One Sign Americans Won't See Big Raises Anytime Soon

U.S. employers are hiring more workers who previously weren't even looking for a job

Inside The Eagle Ford Shale Job Fair Ahead Of Initial Jobless Claims Figures

Job seekers fill out applications during the Eagle Ford Shale Job Fair at the American Bank Center in Corpus Christi, Texas, U.S., on Wednesday, Oct. 29, 2014.

Photographer: Eddie Seal/Bloomberg

If you're hoping to get a big raise soon, you may be kept waiting.  

The reason? Americans re-entering the working world could hold down pay rates. Companies are taking on an increasing share of people from outside the workforce (as in, people who haven't been regularly applying for jobs), while a declining share of new hires are previously unemployed people who have been actively looking for work, according to data from the Bureau of Labor Statistics.

It's hard to tell why more hires come from outside of the labor force, Bank of America Merill Lynch economist Emanuella Enenajor wrote in a note last week -- the figures don’t distinguish between former workers re-entering the labor pool and recent college graduates gaining their first jobs, for instance. 

What is clear, displayed in the Bank of America graphic below, is that a shift is under way. Though the unemployed were nabbing an elevated portion of new positions right after the recession, new entrants into the workforce are now getting the upper hand. 

Source: Bank of America Merrill Lynch

There are other, clearer signs that more Americans are re-entering after sitting on the sidelines of the labor force as job prospects improve. Exhibit A: The share of people who are either working or looking for work, shown in the chart below, has finally stabilized after falling in the 2007-2009 downturn and the subsequent recovery.

The good news is that people are feeling optimistic enough about their chances — whether they just got out of school or were fired in the downturn — that they're looking for employment. That means those Americans aren't permanently giving up on earning a paycheck, something that would also diminish the size of the U.S. labor force and hold back the economy's capacity to grow. The bad news is that the healing job market will take more time to translate to faster pay gains. Wage growth so far has been "sluggish," Fed Chair Janet Yellen said in testimony to Congress on Tuesday.

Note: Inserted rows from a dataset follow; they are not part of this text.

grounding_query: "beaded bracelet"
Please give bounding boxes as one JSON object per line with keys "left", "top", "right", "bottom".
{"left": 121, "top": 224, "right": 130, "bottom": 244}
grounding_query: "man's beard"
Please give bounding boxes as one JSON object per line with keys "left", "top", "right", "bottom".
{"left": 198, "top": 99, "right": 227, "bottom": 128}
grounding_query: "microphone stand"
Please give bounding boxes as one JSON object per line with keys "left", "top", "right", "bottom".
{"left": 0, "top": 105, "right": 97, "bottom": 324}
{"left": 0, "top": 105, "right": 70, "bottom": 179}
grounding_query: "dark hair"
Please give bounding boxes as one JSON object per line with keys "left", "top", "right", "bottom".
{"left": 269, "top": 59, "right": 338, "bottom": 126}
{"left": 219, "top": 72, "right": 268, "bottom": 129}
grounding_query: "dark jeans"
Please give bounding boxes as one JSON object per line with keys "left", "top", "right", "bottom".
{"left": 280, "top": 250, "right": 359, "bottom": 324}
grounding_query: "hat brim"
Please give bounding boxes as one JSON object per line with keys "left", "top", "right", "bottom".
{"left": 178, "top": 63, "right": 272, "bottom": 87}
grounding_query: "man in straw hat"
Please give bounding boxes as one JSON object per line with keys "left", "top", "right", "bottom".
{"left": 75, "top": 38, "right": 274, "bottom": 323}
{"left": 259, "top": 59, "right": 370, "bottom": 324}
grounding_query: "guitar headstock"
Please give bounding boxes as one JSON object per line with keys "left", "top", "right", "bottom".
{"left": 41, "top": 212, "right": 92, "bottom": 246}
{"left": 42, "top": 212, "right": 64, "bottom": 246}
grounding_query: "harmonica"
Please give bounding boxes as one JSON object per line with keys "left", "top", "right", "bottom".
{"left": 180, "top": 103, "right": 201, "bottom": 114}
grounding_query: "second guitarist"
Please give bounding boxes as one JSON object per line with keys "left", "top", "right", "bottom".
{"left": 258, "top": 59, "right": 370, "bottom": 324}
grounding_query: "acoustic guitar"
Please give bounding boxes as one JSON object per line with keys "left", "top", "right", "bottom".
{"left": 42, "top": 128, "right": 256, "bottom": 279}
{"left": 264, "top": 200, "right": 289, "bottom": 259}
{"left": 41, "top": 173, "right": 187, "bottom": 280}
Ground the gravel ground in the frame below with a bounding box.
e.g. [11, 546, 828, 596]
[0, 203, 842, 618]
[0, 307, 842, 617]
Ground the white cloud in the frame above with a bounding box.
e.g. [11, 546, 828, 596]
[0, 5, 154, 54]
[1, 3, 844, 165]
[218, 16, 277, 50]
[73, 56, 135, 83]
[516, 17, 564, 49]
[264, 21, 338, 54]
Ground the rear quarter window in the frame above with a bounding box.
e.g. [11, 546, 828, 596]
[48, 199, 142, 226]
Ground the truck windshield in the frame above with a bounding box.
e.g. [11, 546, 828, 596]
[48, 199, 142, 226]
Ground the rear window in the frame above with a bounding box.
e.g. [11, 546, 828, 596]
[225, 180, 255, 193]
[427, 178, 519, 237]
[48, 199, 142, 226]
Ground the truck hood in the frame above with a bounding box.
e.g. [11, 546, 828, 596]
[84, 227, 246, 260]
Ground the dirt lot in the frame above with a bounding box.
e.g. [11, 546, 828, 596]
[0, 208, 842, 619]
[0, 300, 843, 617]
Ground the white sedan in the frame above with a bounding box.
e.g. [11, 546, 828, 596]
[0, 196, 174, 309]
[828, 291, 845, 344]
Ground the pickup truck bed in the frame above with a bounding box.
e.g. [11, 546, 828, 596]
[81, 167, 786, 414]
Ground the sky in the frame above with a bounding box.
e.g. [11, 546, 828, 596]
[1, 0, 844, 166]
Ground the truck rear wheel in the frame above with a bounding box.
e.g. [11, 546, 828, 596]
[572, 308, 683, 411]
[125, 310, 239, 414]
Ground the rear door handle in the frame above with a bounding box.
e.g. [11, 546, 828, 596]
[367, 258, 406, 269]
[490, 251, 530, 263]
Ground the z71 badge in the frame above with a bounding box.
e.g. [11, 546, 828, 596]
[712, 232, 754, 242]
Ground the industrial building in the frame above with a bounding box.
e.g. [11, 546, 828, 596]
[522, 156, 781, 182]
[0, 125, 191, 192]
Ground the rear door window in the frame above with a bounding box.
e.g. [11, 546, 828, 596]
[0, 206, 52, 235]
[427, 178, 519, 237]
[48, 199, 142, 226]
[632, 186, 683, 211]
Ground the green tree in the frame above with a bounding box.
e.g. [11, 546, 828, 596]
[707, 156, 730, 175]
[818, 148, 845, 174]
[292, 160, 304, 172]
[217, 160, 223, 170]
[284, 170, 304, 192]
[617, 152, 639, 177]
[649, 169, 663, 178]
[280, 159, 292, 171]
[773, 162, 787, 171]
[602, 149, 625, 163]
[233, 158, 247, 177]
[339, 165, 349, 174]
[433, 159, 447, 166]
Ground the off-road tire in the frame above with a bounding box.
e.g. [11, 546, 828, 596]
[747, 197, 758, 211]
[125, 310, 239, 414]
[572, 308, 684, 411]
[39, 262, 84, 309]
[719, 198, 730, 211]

An expanded pool of able and willing workers keeps the unemployment rate from falling as fast as it otherwise would. The increased supply keeps companies from confronting a staffing shortage, which would force them to raise wages to attract talent.

What's more, workers who are willing to rejoin the workforce from outside the labor pool tend to accept salaries that are about 25 percent lower compared to job seekers who have been actively searching for employment, past research has shown. 

"Individuals persistently out of work may have atrophied skills or dwindled savings, suggesting a lower bar to accept work," Enenajor wrote. Having a big pool of potential hires who are willing to accept lower pay "points to a further softening in the relationship between the jobless rate and wages."